Final Report Summary - RODCELL (Cellular and molecular mechanisms of the light response in photoreceptor cells of the mammalian retina)
Genetic defects in proteins involved in the transduction of light in photoreceptor cells of the retina lead to severe retinal degeneration and blindness. Mutations that primarily affect rod function lead to retinitis pigmentosas. These diseases affect 1 in 4000 individuals, initially causing night blindness. However, as the gradual loss of rods eventually compromises cone cell viability, they lead to a complete loss of visual function. Mutations that primarily affect cone function lead to cone dystrophies (CDs) or macular degenerations, diseases characterised by the loss of central vision. There is no current cure for these diseases. The first aim of this proposal was to establish mouse models of the autosomal dominant cone dystrophies (adCDs) caused by mutations in the genes encoding guanylate cyclase activating protein 1 (GCAP1) and 2 (GCAP2), two Ca2+-binding proteins that regulate cGMP synthesis in rods and cones, in order to study the pathways leading to cell death in vivo. The second aim was to study the novel role of the guanylate cyclase activating proteins in the synaptic terminal of rod cells, where they are likely playing an important role in the dynamic assembly / disassembly of synaptic ribbons with changes in illumination. Ribbons are hallmark specialisations of sensory neurons required to sustain their characteristic high tonic neurotransmitter release. Characterising the mechanisms that govern their dynamic turnover will contribute to understand how they are assembled and how they work. We perform our studies in animal models because photoreceptors are such compartmentalised and specialised neurons that there is no cell culture system that reproduces their complexity. That is why we were also interested in introducing to the lab more efficient and affordable strategies to do mouse genetics as a basis to support these studies and future gene function studies in photoreceptor cells.

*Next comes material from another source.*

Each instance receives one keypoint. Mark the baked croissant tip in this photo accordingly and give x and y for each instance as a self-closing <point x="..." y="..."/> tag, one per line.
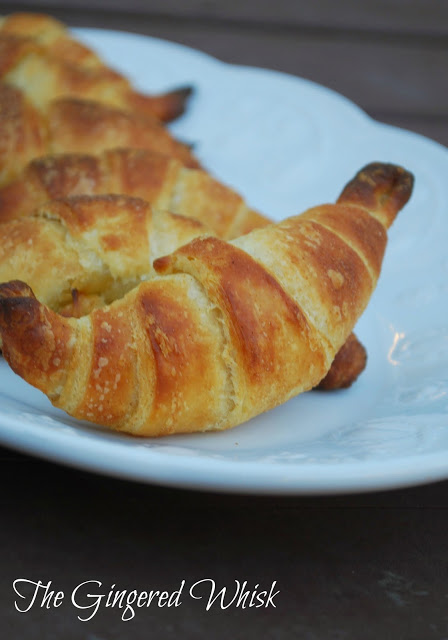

For the first aim, we have characterised a mouse model of retinal degeneration caused by transgenic expression in rods of a mutant form of GCAP2 impaired to bind Ca2+, the mutant EF-GCAP2 in which the three functional EF-hands have been disrupted. To date, ten different mutations in guanylate cyclase activating protein 1 (GCAP1) have been linked to autosomal dominant cone dystrophies, a disease characterised by the loss of colour vision and central visual acuity, and to macular dystrophies. Generally, the mutations leading to cone dystrophy affect one of the Ca2+ binding sites or alter protein structure in a way that impair Ca2+-binding. GCAPs stimulate retGC catalytic activity when intracellular Ca2+ decreases in response to light. It is the 'Ca2+-empty' form of GCAPs that activate cGMP synthesis. In vitro, mutants impaired to bind Ca2+ remain active with increasing [Ca2+], leading to constitutive activation of the cyclase independently of the lighting conditions. Therefore, it has been proposed that GCAP1 mutations would lead to photoreceptor cell death in vivo by causing constitutive cGMP synthesis, leading to abnormally high levels of cGMP. As a consequence, a higher fraction of the cGMP-channels would be kept open, increasing the inward current of calcium. Elevated intracellular calcium would induce apoptosis. There are two recent studies characterising transgenic mice expressing Y99C-GCAP1 in rod photoreceptors that would support this hypothesis.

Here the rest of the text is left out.